Giving in to the fantasy, she stopped resisting and let Scanlon’s ghost lead her quickly down the stairs and out into the blinding sunlight.

He slipped a jacket over her shoulders as they reached the side of a dark green van. Dragging her around until her back met the solid wall of the panel van, he pulled the cap off his own head and shoved it onto hers.

She blinked with confusion, opening her mouth to ask what he was doing. A strange halo limned his body, an aura of brilliant blues and dazzling greens. She’d never seen anything so beautiful in her life.

His hands cradled her face, his touch crackling like electricity.

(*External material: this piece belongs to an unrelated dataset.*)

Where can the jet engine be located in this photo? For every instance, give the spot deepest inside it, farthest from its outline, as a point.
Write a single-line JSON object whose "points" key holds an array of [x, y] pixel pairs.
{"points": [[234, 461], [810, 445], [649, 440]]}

His bent head blocked out the sunlight as he touched his mouth to hers.

Fire flowed from his lips into hers, poured through her veins in a flood of bright sensation, immolating her from the inside out.

She wound her arms around his neck and pressed closer until she melted into him, their bodies melding until she no longer existed outside of him. A low groan rumbled through her. She didn’t know which of them had made the sound.

The world disappeared into a brilliant pinpoint of light, pulsating with colors that throbbed and danced until they finally exploded like supernova.

The fireworks fell away, fading into a cold, black void, and it was a long time before Isabel formed a conscious thought again.